New Report On Managing Climate Change Risks In the Offing
The World Bank in Malawi, in its drive to support Malawi's efforts toward more diversified, competitive, shock-resilient socio-economic growth is developing a Country Climate Development report for desirable results.
Senior Disaster Risk Management Specialist for the bank in Malawi Francis Nkoka told Zodiak Online that the development of the report will be done in a space of one year to help in managing climate change risks in the country while advancing development projects.
“We want to do thorough investigations in terms of development efforts and how they are affected by climate changes. So the idea is to identify areas in Malawi where we need to focus for all our development efforts to meet the objectives,” he explained.
The bank has for years been supporting development projects in Malawi in various sectors including strengthening institutions of climate change and legal framework to mitigate climate change shocks.
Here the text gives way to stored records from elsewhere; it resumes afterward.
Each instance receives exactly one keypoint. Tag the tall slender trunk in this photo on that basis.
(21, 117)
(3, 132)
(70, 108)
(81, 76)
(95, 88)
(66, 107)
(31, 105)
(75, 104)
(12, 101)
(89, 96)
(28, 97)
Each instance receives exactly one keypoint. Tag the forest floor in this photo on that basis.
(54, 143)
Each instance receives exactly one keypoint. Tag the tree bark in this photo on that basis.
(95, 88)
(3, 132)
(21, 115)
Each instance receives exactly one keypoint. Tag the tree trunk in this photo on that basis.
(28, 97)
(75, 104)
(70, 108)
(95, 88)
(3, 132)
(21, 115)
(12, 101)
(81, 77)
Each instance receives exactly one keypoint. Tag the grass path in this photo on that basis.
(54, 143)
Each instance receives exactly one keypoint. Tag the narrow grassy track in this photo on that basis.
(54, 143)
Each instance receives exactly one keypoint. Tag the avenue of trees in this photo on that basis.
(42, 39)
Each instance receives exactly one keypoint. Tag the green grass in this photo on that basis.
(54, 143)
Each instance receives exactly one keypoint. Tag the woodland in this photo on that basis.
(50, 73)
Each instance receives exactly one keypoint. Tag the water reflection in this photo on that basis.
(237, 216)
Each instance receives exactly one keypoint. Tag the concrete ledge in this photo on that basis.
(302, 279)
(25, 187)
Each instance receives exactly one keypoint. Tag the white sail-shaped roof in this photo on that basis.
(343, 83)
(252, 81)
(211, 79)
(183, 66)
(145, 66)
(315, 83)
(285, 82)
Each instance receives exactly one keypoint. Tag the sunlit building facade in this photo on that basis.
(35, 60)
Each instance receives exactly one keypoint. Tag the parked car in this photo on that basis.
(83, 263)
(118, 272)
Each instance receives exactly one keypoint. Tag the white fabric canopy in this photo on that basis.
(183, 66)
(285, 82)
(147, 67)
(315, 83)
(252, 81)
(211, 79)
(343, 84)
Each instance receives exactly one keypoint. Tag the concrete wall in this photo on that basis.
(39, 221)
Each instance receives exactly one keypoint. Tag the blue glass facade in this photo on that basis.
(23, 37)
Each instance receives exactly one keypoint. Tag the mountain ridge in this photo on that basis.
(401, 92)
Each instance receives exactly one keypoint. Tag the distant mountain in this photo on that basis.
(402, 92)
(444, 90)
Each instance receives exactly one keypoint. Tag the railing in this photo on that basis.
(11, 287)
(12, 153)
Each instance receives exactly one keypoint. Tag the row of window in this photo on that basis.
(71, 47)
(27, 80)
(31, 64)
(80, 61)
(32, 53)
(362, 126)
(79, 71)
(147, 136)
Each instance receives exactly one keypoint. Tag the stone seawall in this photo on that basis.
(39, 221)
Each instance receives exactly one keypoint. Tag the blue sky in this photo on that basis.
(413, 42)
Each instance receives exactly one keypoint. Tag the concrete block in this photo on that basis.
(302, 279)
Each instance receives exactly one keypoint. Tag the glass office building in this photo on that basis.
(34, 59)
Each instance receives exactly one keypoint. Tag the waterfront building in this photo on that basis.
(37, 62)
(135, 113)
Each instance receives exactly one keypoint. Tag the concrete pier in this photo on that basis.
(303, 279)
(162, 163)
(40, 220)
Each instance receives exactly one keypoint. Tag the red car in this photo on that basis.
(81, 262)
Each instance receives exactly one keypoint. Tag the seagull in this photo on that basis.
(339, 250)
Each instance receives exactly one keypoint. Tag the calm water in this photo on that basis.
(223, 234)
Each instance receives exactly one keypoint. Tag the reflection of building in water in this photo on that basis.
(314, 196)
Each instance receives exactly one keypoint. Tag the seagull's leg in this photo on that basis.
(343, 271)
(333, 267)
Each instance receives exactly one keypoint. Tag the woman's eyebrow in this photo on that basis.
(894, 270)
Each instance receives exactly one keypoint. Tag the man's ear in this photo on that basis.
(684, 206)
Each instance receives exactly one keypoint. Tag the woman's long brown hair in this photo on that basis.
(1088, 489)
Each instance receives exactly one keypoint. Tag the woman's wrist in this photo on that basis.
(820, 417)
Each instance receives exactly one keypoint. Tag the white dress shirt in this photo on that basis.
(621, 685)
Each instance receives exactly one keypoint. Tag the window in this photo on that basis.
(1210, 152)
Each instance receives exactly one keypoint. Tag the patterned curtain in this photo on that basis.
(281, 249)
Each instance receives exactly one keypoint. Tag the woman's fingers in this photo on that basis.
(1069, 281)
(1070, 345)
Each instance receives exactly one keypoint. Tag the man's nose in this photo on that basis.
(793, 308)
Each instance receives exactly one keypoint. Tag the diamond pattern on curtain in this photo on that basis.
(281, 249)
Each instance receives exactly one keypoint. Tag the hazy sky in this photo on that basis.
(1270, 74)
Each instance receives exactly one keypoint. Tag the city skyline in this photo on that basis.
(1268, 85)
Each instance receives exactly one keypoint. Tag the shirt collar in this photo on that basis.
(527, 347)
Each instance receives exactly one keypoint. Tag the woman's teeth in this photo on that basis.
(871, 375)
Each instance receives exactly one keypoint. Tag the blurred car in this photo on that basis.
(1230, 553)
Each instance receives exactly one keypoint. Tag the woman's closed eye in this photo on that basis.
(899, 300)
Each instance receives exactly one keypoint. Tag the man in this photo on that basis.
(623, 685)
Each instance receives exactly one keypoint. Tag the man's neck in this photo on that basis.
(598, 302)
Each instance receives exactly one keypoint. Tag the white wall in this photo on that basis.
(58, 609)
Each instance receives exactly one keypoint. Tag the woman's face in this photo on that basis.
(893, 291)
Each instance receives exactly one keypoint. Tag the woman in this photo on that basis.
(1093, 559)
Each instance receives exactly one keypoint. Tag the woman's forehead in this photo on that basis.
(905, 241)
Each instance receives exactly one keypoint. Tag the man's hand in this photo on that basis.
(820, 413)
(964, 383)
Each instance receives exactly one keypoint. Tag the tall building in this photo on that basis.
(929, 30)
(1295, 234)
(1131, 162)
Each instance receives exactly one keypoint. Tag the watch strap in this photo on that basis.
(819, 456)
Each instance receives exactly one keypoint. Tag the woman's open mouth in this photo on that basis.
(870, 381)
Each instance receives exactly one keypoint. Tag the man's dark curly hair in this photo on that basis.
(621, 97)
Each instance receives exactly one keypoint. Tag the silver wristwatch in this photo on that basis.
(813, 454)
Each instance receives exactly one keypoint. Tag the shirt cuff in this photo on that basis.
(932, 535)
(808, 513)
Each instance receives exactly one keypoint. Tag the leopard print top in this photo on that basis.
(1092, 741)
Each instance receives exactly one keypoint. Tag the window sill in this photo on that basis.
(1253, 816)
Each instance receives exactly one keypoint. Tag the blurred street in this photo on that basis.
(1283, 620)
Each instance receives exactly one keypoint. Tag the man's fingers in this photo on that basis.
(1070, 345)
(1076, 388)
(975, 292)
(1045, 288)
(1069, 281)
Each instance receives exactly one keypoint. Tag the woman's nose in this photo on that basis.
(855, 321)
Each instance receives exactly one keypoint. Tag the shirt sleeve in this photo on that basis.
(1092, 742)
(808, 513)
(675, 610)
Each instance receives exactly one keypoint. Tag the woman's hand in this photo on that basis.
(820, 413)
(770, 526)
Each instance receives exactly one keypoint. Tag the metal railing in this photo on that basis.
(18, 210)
“What we are doing more is to make sure that the country is more resilient and more prepared for future disasters and other risks,” he added.
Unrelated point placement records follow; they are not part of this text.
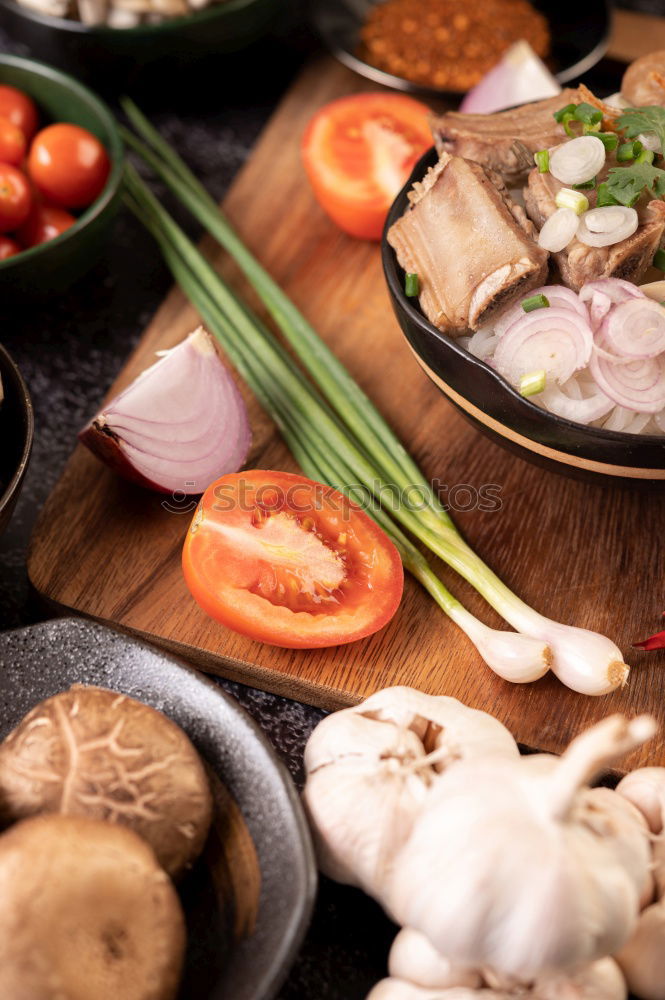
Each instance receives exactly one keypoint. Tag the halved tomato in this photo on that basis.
(358, 152)
(290, 562)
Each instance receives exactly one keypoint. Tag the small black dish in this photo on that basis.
(40, 661)
(17, 428)
(580, 36)
(498, 410)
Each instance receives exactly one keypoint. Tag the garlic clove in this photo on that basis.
(443, 723)
(400, 989)
(360, 813)
(348, 734)
(413, 958)
(642, 959)
(501, 870)
(645, 788)
(601, 980)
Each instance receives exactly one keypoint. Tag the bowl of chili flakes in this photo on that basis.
(442, 48)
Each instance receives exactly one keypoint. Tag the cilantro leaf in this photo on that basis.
(635, 121)
(626, 184)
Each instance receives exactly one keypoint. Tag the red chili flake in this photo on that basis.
(656, 641)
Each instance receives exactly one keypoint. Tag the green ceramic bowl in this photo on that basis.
(53, 266)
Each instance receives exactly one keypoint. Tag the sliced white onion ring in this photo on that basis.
(558, 296)
(582, 411)
(602, 227)
(638, 385)
(578, 161)
(636, 329)
(558, 230)
(600, 295)
(557, 341)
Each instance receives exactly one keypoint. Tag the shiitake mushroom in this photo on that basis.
(87, 912)
(93, 752)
He said there is a need for bold actions and massive investment across key economic sectors in addressing climate change needs and managing the risks in Malawi.
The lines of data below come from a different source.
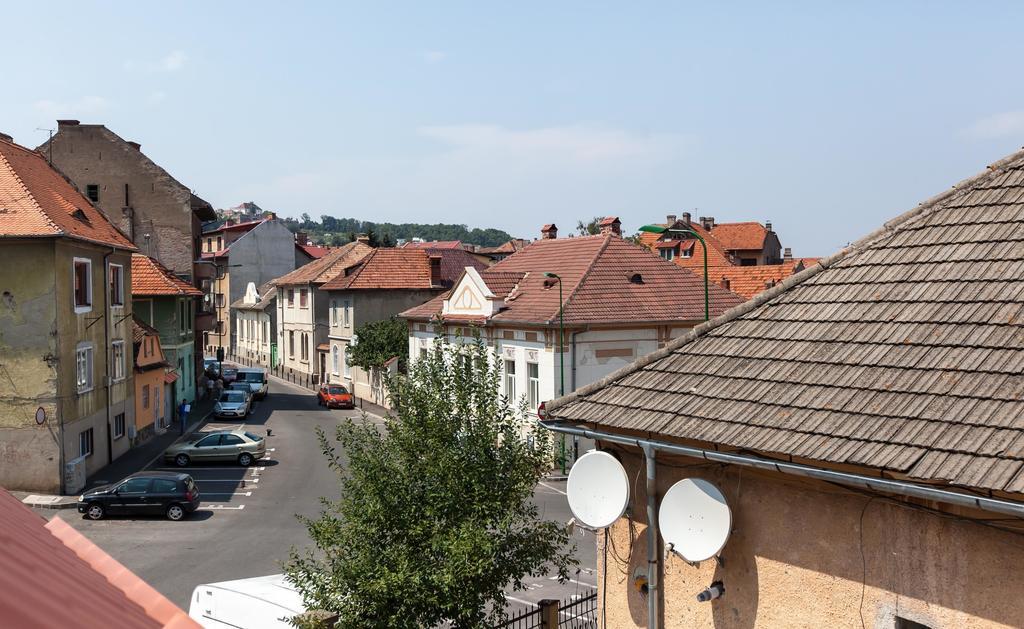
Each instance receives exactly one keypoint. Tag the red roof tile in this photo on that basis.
(36, 200)
(52, 575)
(151, 278)
(328, 267)
(604, 280)
(404, 268)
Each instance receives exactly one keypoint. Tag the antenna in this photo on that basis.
(694, 519)
(598, 490)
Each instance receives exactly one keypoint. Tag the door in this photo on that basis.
(132, 497)
(207, 449)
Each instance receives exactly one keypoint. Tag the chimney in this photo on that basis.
(435, 270)
(611, 224)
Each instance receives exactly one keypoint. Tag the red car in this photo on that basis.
(335, 396)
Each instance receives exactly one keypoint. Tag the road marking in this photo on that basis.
(573, 581)
(545, 485)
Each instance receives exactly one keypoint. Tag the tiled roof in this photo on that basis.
(151, 278)
(433, 245)
(313, 251)
(404, 268)
(52, 576)
(604, 280)
(328, 267)
(749, 281)
(903, 352)
(36, 200)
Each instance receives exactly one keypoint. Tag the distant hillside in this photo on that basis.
(330, 231)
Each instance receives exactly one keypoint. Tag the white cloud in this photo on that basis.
(85, 105)
(997, 125)
(433, 56)
(174, 61)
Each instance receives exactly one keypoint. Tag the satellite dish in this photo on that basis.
(694, 519)
(598, 490)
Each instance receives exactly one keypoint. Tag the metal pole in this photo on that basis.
(652, 548)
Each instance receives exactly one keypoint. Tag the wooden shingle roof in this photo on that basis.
(903, 352)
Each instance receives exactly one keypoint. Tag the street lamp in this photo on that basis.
(561, 359)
According to the World Bank, Malawi is ranked among the most vulnerable countries to climate change shocks on position 161 out of 181 in the ND-Global Adaptation Initiative Index.
As leaders and delegates across the world will be meeting in Scotland for the UN Climate Change Conference of the Parties (COP 26), climate justice advocates are pushing for a commitment on financial contributions towards climate financing to help poor countries like Malawi mitigate climate change shocks.
Association of Environmental Journalists in Malawi president, Mathews Malawi feels COP26 must be different from the past conferences as far as a commitment of leaders is concerned on the 100 billion pledge to support climate change adaptation annually.
“COP26 must deliver; we are tired of the same stories. We need to make progress because our people are suffering. Agriculture production is going down and nothing is really working the way we would have loved exposing the poor to perennial food crisis especially in Africa,” said Malata.
Beyond the 100-billion-kwacha commitment, the youth in Malawi are also pressing for their meaningful participation in the planning to implementation of initiatives aimed at mitigating the effects of climate change as they are among the most affected by climate change shocks.
COP26 summit is scheduled to run from 31 October - 12 November in Glasgow, Scotland.